Ancak ne bu saldırılar ne de katliam ve operasyonlar sınıf mücadelesinin akışı önünde set oluşturamayacak, akışı durduramayacaktır. Tarihin zorunlu akışı, sınıf mücadelesinin yasaları bize bunu öğretmektedir. Egemenlerin örtmeye çalıştıkları karanlık perde yırtılacak, mücadele çok daha çetin ve amansız koşullarda yükselecektir.

Şehit düşen yoldaşlarımızın bizlere ilk öğrettiği de bu olmuştur. Düşman her türlü savaş aracı ve yöntemiyle saldıracak, ancak bu kuşatma can bedeli bir direnişle dağıtılacaktır. Halka, partiye ve devrime olan güven ve inançla yürüyen yoldaşlarımızın kendi adımlarında birleştirdikleri kendinden öncekilerin yerini doldurmakla sınırlandırılmayacak bir bilinçtir. Sınıf mücadelesinin keskin ve gür sesine karışan yoldaşlarımızın sesi bir slogan değil, savaşa davettir. Anlaşılması ve yerine getirilmesi gereken bu talimattır. Yoldaşlarımızın şahadeti devrim mücadelesinin kaçınılmaz bir parçasıdır. Bugünden yarınlara bıraktıkları miras, yaşamları boyunca oluşturdukları değerlerdir. Sahip çıkılıp büyütülecek olan da budur. Yarım bıraktıkları görevler tamamlanacak, yerleri doldurulacak ve talimatlarına uyulacaktır.
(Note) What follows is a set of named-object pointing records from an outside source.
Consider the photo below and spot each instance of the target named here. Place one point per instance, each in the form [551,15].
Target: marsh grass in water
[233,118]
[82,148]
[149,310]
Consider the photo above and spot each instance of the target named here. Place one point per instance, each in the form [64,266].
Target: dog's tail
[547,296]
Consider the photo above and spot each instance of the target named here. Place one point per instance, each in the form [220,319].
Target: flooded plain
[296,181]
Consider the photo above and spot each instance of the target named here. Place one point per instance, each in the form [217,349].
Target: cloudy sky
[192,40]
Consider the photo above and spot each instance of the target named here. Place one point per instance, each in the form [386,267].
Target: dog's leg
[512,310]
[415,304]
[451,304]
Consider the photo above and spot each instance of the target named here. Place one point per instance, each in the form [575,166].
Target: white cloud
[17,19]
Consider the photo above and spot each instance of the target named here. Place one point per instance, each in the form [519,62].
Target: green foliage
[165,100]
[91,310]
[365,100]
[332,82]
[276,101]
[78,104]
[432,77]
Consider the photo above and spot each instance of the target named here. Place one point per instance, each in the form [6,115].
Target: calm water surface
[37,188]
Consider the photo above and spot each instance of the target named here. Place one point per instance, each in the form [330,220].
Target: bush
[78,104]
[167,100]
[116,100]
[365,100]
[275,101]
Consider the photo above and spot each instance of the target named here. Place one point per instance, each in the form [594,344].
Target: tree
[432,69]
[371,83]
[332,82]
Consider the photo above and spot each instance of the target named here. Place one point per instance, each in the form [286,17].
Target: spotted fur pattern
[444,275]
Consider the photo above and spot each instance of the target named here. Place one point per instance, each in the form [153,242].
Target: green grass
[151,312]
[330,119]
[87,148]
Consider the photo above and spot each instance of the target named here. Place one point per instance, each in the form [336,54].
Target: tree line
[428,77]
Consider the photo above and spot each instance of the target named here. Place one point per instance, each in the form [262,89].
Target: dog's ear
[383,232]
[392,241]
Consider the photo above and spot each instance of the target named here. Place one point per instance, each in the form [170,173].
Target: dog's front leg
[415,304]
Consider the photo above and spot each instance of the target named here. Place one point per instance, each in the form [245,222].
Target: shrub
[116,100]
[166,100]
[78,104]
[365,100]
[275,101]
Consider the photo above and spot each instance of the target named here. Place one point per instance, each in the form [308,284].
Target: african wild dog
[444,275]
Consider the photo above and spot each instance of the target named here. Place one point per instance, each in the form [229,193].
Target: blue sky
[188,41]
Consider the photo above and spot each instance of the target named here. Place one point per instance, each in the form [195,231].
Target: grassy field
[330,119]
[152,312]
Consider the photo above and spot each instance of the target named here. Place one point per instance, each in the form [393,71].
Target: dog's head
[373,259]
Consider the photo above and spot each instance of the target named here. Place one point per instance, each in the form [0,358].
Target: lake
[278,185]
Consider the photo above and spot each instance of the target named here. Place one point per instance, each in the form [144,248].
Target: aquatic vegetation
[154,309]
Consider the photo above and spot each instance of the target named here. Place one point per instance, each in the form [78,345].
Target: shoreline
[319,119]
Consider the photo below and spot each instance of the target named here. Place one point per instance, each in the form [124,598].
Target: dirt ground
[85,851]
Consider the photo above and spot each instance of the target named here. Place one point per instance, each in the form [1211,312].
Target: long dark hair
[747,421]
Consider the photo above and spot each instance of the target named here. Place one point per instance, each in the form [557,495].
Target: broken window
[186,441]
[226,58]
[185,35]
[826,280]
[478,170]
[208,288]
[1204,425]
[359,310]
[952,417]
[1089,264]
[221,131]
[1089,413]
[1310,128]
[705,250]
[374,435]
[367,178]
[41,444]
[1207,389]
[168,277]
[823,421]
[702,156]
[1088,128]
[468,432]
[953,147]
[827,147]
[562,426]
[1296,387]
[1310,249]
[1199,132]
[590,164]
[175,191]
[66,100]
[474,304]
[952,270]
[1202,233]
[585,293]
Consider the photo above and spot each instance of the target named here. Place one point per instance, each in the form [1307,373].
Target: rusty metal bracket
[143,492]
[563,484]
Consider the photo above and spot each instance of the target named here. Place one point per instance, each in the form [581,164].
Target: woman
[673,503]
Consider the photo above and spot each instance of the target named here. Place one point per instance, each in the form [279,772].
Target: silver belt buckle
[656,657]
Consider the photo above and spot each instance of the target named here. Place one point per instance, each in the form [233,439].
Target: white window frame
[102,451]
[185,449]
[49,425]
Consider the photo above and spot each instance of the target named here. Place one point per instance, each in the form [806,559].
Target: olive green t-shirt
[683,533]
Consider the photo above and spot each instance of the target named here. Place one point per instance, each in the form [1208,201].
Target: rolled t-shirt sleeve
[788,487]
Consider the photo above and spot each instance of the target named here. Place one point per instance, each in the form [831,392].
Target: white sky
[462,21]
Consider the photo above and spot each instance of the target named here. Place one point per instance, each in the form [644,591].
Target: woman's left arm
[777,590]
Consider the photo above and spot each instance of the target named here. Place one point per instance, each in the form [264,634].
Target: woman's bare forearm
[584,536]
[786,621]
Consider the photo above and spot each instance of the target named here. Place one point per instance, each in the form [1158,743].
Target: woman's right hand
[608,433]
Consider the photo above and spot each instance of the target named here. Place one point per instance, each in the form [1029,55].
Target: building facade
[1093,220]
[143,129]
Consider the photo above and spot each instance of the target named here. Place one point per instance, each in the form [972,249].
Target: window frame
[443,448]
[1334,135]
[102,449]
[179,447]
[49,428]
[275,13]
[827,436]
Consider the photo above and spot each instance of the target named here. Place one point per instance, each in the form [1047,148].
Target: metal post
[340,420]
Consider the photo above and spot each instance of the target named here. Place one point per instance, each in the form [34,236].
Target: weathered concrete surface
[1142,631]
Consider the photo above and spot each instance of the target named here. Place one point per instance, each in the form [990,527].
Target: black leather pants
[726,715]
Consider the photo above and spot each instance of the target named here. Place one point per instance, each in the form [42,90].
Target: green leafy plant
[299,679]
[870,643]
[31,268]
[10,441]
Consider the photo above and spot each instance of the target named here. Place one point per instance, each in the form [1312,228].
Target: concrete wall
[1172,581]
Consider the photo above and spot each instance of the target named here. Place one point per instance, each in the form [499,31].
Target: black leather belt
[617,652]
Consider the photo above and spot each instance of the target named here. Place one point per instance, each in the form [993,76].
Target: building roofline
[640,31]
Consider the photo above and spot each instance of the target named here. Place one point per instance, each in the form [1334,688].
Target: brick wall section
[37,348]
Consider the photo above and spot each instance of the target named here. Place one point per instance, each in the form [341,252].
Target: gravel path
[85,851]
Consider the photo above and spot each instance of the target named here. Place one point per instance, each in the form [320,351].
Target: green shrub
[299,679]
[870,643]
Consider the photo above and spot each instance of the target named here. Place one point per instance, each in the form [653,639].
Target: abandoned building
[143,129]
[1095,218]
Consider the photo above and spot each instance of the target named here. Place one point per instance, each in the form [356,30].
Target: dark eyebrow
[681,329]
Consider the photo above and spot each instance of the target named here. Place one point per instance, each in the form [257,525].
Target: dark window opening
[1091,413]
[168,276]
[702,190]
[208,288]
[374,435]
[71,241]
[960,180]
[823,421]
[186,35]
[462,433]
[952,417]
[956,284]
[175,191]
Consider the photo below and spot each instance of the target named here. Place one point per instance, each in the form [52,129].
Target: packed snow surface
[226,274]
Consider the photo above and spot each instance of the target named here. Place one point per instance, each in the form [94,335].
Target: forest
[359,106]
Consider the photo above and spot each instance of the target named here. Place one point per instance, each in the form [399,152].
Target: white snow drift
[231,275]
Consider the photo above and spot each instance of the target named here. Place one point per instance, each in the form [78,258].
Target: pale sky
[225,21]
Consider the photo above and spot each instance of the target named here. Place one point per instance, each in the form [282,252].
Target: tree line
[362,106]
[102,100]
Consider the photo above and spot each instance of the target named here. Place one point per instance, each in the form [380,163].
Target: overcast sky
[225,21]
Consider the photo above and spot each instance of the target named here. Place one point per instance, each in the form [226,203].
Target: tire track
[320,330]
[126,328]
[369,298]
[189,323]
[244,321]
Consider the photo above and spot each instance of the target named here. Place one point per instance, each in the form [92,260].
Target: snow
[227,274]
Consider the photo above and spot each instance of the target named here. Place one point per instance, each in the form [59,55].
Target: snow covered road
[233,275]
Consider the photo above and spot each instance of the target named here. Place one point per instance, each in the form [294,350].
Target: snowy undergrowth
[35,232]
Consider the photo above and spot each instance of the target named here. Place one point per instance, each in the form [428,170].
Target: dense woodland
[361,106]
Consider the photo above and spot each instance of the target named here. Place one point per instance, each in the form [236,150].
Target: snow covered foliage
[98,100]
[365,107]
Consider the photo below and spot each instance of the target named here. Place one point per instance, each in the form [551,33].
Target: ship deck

Kanlarının aktığı topraklar aynı zamanda onların dilinden halk savaşı sloganlarının yükseldiğine de tanıklık etmiştir. Egemenlerin, halka yönelik en alçakça yöntemlerle saldırdığı, her türlü baskı ve cinayetin alenileştiği, işçi sınıfı ve emekçilerin canlarının sömürü çarkları arasında öğütüldüğü bir dönemde bu sloganlar ayrıca değerlidir! Başta Kürt ulusu olmak üzere halkımız üzerinde örülmek istenen korku duvarları, teslim alma dayatmaları yoldaşlar şahsında partimiz ve halk ordumuz tarafından direniş ve savaş sloganlarıyla yanıtlanmıştır. Kulak verilmesi, sahiplenilmesi ve örnek alınması gereken bu duruştur! Devrettikleri bayrak leke sürülmeden taşınacak, çağrısını yaptıkları savaş yükseltilecek, mevzileri boş, sloganları yarım kalmayacak, hesap sorulacaktır!”